Second Sunday of Advent. Fr Mark Edney sympathises with those who yearn for a new world.Many today could sure use hearing the words God speaks to the prophet Isaiah:

Be comforted, be comforted my people!

Though most of us are not experiencing the tribulations ancient Israel had to live through, there is plenty enough distress in human lives these days. Plenty enough reason for us to need to be comforted. Economic systems teeter on the brink of collapse. Political systems (or, at least, the politicians in charge of them) no longer seem adequate to the task. The old are not sure of their pensions. The young cannot find jobs. People are at risk of losing their homes.

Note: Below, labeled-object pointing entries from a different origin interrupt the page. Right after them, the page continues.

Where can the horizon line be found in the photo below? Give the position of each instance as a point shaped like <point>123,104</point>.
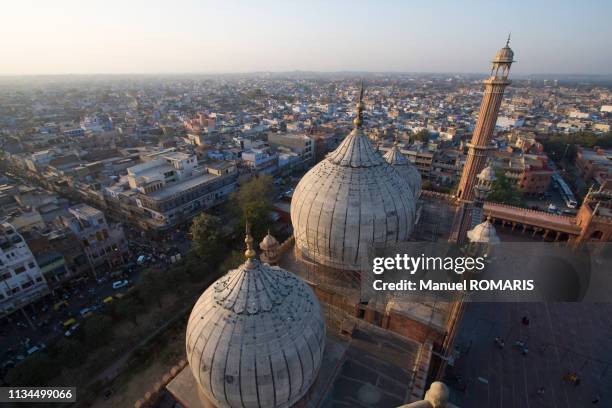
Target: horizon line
<point>220,73</point>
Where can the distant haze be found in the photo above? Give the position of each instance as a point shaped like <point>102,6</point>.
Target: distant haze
<point>197,36</point>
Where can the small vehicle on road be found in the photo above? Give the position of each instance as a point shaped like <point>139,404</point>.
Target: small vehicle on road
<point>69,322</point>
<point>72,329</point>
<point>120,284</point>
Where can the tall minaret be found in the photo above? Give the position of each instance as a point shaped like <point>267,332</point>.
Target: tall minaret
<point>489,109</point>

We do not have to look only to God’s prophets to hear apocalyptic warnings in our day. We have been exiled from our usual ‘comfort zone’, exiled from the familiar comforts of a taken-for-granted prosperity. Old certainties have given way to new anxieties. It would be easy to respond with a false optimism, the kind that agitates protests but changes nothing. Everything’s going to turn out fine: when we turn out one government for another or when the politicians put another jumble of laws on the books or when the heads of nations cook up yet another half-baked debt deal.

None of these schemes seems likely to solve our problems. The stock market—that modern barometer of the world’s expectations—oscillates wildly between hope and despair, as one quick-fix solution after another fleetingly evaporates. In spite of the hardship that people are now facing, there is cause for hope. When the status quo becomes intolerable, people look for change. People demand change.

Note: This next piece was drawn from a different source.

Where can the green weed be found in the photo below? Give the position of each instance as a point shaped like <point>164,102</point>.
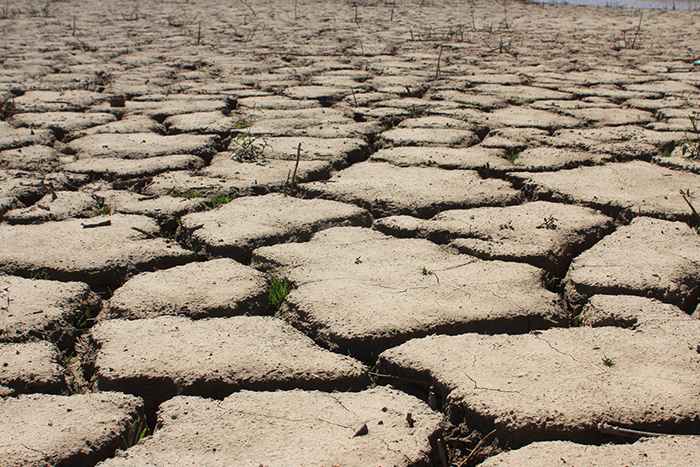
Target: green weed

We Christians should give support to the yearnings of a broken world looking for a chance to start afresh, the chance for a new advent.

Yearning such as these must have been why so many people went out to hear the message of John the Baptist. They went into the place of ‘beginnings’ which is what the desert represented. It was there that the people of God were found by him and from there that they were led by him.

There are many these days who promise that a new world is coming. If we profess hope and believe in the possibility of change, they urge, then we can build a new world. The truth is that we cannot build it. We must allow God to build it with us and in us. We are to become the living stones of God’s new creation. As we know, John the Baptist did not flinch from denouncing injustices and demanding righteousness from those who claimed to be leaders of the people. Neither John nor the mightier one coming after him was especially interested in reforming structures or changing systems. They challenged people to change their lives.

This new world, this new kingdom begins not with a change of regime but with a change of heart—that is, with conversion. John tells us ‘your job is to change you and in this way your world will be changed’. Be comforted, be comforted my people! You can begin again; but begin with you.